Je dis qu’ils se trompent. L’islam ne vient pas dans un pays pour souffrir de ses codes et se soumettre, il vient pour prêcher et convertir, avec la volonté affichée d’un faire un pays musulman, telle est sa nature et c’est la nature de toute religion, toute idéologie. Il prend de ce pays ce qui lui convient, la liberté d’expression, la liberté d’entreprendre, etc, s’accommode de ce qui lui déplait ou le rejette et cherche par tous les moyens de le modifier à son avantage. S’il n’y parvient pas, il s’en va ou il crée autour de lui une communauté islamique fermée au monde.
Ce sont les islamistes qui dénoncent la république et la laïcité, pas les musulmans. Nous n’avons pas à faire droit à leurs exigences, nous avons à les convertir à la république, à la laïcité, au respect de la loi nationale, et à les combattre en cas de refus d’obtempérer.
Si nous renoncions aux caricature aurions-nous une chance, si non de faire reculer l’islamisme violent, au moins de faciliter l’intégration des musulmans?

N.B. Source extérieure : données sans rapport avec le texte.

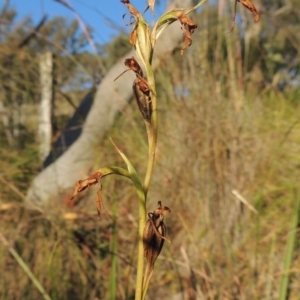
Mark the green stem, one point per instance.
(152, 140)
(140, 264)
(152, 133)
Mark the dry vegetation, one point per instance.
(213, 139)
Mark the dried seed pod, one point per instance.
(155, 234)
(141, 93)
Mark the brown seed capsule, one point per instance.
(155, 234)
(142, 97)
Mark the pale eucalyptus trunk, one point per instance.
(45, 112)
(111, 97)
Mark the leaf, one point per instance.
(250, 6)
(132, 172)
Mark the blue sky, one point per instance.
(95, 13)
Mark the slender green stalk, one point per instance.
(140, 263)
(284, 284)
(25, 268)
(113, 274)
(153, 132)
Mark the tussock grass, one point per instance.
(208, 146)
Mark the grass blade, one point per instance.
(25, 268)
(284, 284)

Comme on ne peut pas demander à un Corse de vivre comme un Alsacien, un catholique de vivre comme un protestant ou un juif, on ne peut pas demander à un musulman de vivre comme un athée ou un chrétien. Ce qu’on peut demander à tous et le rappeler en cas d’oubli c’est de se conformer au modèle national défini par la loi. Voilà la voie pour l’intégration des musulmans, ce que beaucoup d’entre eux acceptent volontiers, et qui a ses adeptes jusque dans les pays musulmans, y compris les plus orthodoxes. La Liberté de conscience, la liberté d’expression, la liberté de critiquer, de blasphémer font partie du modèle français, que partagent de très nombreux pays dans le monde. Mais la meilleure intégration est celle que le musulman réalise de lui-même, volontairement ; l’intégration imposée le pousse dans la taqiya et la taqiya le pousse vers le communautarisme, l’islamisme et le séparatisme. Le modèle national n’est pas un prêt-à-porter, il est l’âme profonde du pays, son ADN, le fil d’argent qui lie ses habitants par-delà les différences. Gare aux apprentis sorciers qui voudraient y toucher.

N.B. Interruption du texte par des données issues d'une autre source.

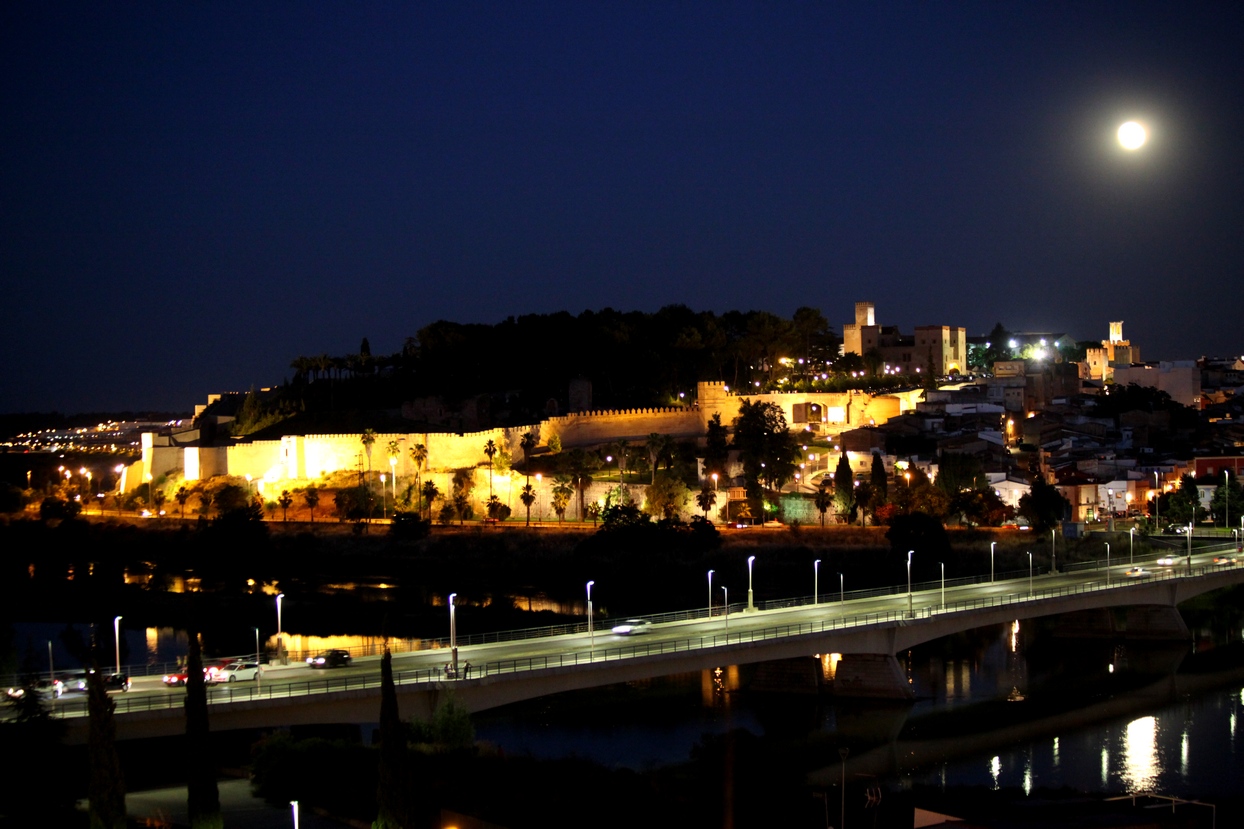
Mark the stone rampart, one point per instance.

La meilleure façon d’encourager l’islamisme c’est de lui céder. L’islamiste est un vrai macho, il respecte le courageux et méprise le lâche qui le supplie et lui lèche les babouches.
Dans votre dernier roman, Abraham revient sur terre pour fonder une nouvelle alliance… D’une certaine manière, le prophète, n’est-ce pas vous?
Si par malheur Dieu me parle un jour, je ne le dirais à personne, j’aurais trop peur de me retrouver à la tête d’une nouvelle religion, qui naturellement produira ses illuminés et ses guerres. Si Moïse, Jésus et Mahomet revenaient sur terre, je crois qu’ils regretteraient de nous avoir éclairés. L’homme n’est pas fait pour les religions. Il a besoin d’apprendre à se parler lui-même, à se grandir par son énergie propre, par là il pourrait un jour rencontrer Dieu, s’il existe réellement.
Que prophétisez-vous pour 2021? Et si vous deviez faire un vœu?
Inutile de prophétiser, nous savons déjà de quoi sera fait 2021, de confinements, de faillites en cascade, d’administrations débordées, de gouvernements plus inconséquents que jamais, de peuples en colère. Ma boule de cristal me dit que 2022 sera intéressante à vivre, les peuples voudront sortir du cauchemar 2020-2021. Mon vœu et mon conseil est qu’ils cessent de se laisser mener par le bout du nez et apprennent à réagir au début des crises et pas attendre qu’elles soient consommées pour venir se lamenter et chercher des coupables.